Air Force Blocks NY Times, WaPo, Other Media
The Wall Street Journal is reporting that the Air Force, not content with blocking WikiLeaks and its mirrors, has begun blocking media sites carrying WL documents. "Air Force users who try to view the websites of the New York Times, Britain's Guardian, Spain's El Pais, France's Le Monde or German magazine Der Spiegel instead get a page that says, 'ACCESS DENIED. Internet Usage is Logged & Monitored'... The Air Force says it has blocked more than 25 websites that contain WikiLeaks documents, in order to keep classified material off unclassified computer systems. ... The move was ordered by the 24th Air Force... The Army, Navy, and Marines aren't blocking the sites, and the Defense Department hasn't told the services to do so, according to spokespeople for the services and the Pentagon."

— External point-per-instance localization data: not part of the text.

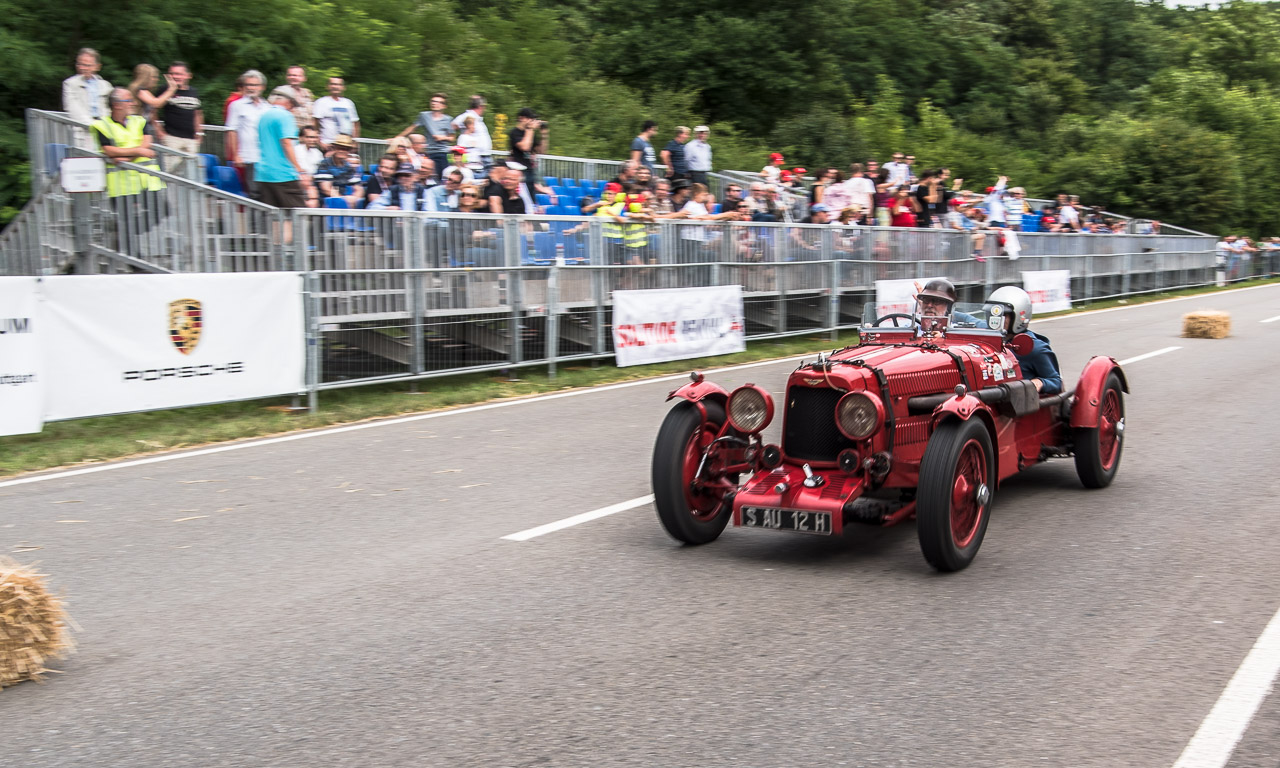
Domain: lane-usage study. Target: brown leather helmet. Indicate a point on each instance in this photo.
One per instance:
(938, 288)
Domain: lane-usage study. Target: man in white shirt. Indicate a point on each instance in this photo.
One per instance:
(85, 95)
(242, 117)
(483, 141)
(899, 172)
(698, 155)
(336, 113)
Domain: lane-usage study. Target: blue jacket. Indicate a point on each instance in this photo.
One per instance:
(1041, 364)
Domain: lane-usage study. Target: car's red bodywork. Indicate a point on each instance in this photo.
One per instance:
(922, 382)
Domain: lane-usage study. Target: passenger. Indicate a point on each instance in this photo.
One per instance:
(1040, 365)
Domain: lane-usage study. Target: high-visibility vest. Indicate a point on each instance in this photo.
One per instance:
(122, 181)
(612, 229)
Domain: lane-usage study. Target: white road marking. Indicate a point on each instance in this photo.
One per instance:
(584, 517)
(336, 430)
(1214, 743)
(1148, 355)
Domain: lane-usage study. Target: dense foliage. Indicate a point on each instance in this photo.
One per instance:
(1169, 113)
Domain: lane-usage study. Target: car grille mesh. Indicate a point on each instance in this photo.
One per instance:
(809, 432)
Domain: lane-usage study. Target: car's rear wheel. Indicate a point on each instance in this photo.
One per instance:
(686, 513)
(1097, 448)
(955, 494)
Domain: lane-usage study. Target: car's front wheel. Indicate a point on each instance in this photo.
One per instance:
(688, 513)
(958, 484)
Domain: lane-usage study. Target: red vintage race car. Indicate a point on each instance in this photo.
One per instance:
(917, 421)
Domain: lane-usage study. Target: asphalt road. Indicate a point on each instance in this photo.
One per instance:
(348, 598)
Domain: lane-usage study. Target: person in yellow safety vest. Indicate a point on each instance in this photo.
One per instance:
(120, 137)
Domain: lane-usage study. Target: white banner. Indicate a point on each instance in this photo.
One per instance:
(22, 382)
(677, 324)
(1050, 289)
(115, 344)
(896, 296)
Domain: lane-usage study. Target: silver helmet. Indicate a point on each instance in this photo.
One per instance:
(1019, 302)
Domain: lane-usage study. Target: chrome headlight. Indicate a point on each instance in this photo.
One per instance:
(750, 408)
(859, 415)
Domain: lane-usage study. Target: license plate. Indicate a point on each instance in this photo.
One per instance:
(787, 520)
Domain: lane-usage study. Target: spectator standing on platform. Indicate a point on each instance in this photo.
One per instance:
(438, 127)
(641, 149)
(528, 140)
(480, 140)
(310, 154)
(182, 115)
(242, 147)
(337, 177)
(280, 178)
(673, 155)
(698, 154)
(899, 172)
(772, 173)
(336, 114)
(146, 101)
(86, 95)
(296, 77)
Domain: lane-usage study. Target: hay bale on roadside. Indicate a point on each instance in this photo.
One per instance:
(33, 624)
(1206, 324)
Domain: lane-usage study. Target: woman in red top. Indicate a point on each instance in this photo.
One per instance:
(903, 209)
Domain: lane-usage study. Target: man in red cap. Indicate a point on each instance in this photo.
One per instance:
(772, 172)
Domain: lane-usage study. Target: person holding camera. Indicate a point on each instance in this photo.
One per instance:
(528, 140)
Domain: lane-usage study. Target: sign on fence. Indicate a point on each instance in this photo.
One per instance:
(22, 394)
(677, 324)
(1050, 289)
(118, 344)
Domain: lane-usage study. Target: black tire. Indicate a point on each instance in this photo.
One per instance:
(693, 520)
(951, 508)
(1098, 448)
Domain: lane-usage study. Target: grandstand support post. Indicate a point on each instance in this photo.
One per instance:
(311, 319)
(552, 328)
(416, 300)
(833, 283)
(511, 247)
(595, 252)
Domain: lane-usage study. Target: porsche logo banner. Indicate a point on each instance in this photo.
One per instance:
(117, 344)
(22, 382)
(677, 324)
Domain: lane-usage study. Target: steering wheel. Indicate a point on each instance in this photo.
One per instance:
(895, 316)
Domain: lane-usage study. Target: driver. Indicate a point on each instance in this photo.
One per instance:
(1040, 365)
(936, 300)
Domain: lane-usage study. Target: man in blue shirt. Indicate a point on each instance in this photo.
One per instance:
(278, 170)
(1040, 365)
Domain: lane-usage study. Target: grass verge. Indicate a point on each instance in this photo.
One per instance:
(117, 437)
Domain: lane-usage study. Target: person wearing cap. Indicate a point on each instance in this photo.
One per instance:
(772, 172)
(480, 140)
(338, 178)
(282, 179)
(673, 155)
(698, 154)
(336, 113)
(242, 146)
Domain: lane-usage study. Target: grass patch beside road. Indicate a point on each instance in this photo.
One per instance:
(68, 443)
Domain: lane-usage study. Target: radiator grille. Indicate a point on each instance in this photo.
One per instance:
(809, 432)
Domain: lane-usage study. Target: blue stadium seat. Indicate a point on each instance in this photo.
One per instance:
(210, 164)
(54, 155)
(228, 181)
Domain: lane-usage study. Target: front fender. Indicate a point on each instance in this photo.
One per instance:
(1088, 391)
(696, 392)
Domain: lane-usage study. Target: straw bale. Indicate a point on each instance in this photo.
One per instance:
(33, 624)
(1206, 324)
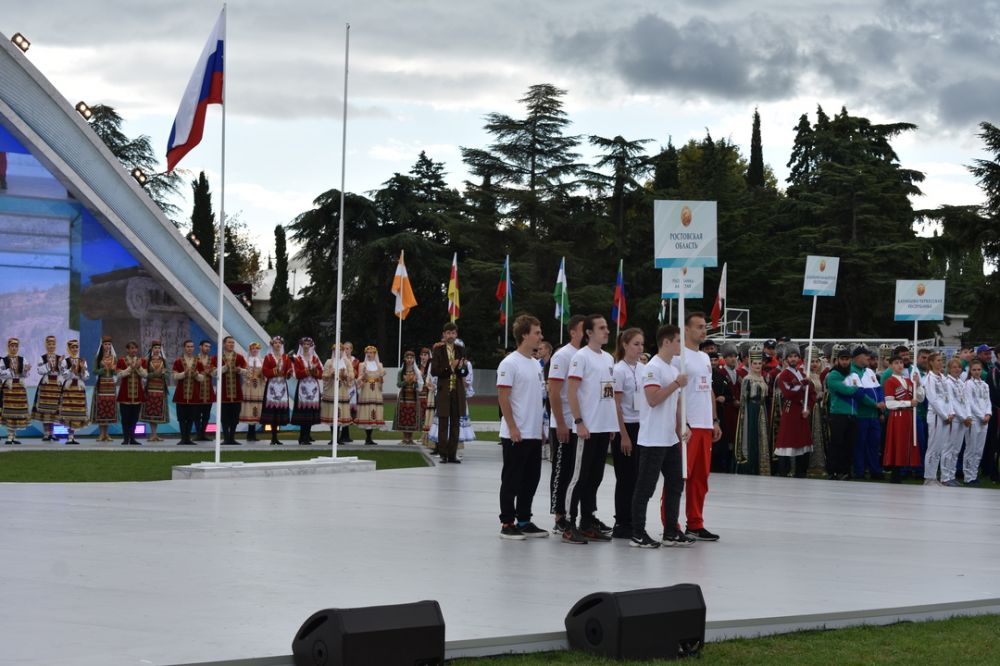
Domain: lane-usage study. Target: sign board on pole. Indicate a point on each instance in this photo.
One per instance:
(919, 300)
(821, 276)
(694, 282)
(685, 233)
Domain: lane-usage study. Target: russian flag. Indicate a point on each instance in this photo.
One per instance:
(204, 88)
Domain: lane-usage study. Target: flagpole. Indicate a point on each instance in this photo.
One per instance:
(222, 248)
(335, 435)
(812, 328)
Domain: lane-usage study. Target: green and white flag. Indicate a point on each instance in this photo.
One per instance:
(561, 294)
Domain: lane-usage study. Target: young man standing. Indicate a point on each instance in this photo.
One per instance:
(591, 394)
(562, 439)
(702, 422)
(519, 392)
(657, 447)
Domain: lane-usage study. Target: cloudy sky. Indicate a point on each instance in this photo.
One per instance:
(423, 74)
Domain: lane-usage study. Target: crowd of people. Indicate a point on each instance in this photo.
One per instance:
(774, 408)
(257, 390)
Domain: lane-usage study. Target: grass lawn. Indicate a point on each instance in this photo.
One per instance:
(965, 640)
(72, 466)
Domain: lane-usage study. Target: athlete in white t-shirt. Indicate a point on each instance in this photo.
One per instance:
(561, 436)
(628, 396)
(660, 430)
(701, 419)
(520, 383)
(591, 395)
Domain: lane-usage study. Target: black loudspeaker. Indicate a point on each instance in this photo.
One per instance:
(656, 623)
(401, 635)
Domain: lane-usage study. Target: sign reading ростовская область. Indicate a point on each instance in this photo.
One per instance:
(685, 234)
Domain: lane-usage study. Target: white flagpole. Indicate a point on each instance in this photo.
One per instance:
(812, 327)
(334, 437)
(222, 245)
(680, 324)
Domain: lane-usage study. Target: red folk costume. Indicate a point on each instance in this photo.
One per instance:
(794, 431)
(131, 372)
(188, 391)
(901, 449)
(232, 385)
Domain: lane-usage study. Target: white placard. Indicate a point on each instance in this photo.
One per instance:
(694, 282)
(821, 276)
(919, 300)
(685, 233)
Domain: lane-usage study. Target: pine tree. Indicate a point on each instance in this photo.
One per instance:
(755, 172)
(281, 297)
(203, 235)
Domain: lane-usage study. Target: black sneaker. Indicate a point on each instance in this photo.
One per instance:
(593, 533)
(596, 522)
(677, 539)
(621, 532)
(573, 535)
(533, 531)
(643, 541)
(701, 535)
(510, 531)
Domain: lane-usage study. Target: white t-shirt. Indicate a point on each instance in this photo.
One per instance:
(628, 382)
(658, 425)
(522, 375)
(596, 372)
(558, 371)
(698, 394)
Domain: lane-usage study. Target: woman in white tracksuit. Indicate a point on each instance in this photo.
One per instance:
(939, 418)
(978, 395)
(959, 425)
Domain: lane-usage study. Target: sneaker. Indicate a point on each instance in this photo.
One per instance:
(593, 533)
(621, 532)
(532, 531)
(643, 541)
(596, 522)
(678, 539)
(510, 531)
(701, 534)
(573, 535)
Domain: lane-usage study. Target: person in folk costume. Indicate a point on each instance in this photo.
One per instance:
(46, 405)
(427, 397)
(233, 366)
(104, 406)
(345, 434)
(189, 374)
(156, 406)
(203, 412)
(73, 375)
(277, 368)
(309, 373)
(410, 383)
(370, 401)
(726, 387)
(817, 417)
(13, 370)
(336, 411)
(901, 397)
(752, 450)
(253, 391)
(981, 409)
(794, 442)
(960, 425)
(131, 371)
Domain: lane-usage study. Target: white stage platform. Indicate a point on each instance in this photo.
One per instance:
(194, 571)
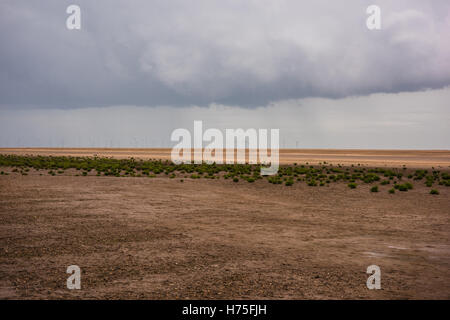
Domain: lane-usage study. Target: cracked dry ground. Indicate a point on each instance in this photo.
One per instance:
(163, 239)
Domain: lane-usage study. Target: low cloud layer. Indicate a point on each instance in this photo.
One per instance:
(416, 120)
(242, 53)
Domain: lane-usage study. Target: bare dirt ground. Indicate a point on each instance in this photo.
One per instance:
(389, 158)
(161, 238)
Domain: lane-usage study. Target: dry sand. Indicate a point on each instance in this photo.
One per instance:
(389, 158)
(161, 238)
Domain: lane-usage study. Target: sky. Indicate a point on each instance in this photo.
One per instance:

(c) Classified information shall not be declassified automatically as a result of any unauthorized disclosure of identical or similar information. This is the key part of the order. Just because a document is leaked into the public domain does not automatically declassify it. Any viewing of leaked material on DoD (department of defense owned) computers would constitute a security incident causing many man-hours to be spent containing the classified information on the network. The order this article is talking about makes perfect sense. It is so Air Force personnel do not accidentally view classified material on unclassified machines and causing major problems. I would appreciate it if people who obviously don't know what they are talking about wouldn't make ignorant jokes.
Forgot to mention that such rigid over-reactions are exactly the kind of jiu-jitsu that Assange is looking for.
When information is power, privacy is freedom.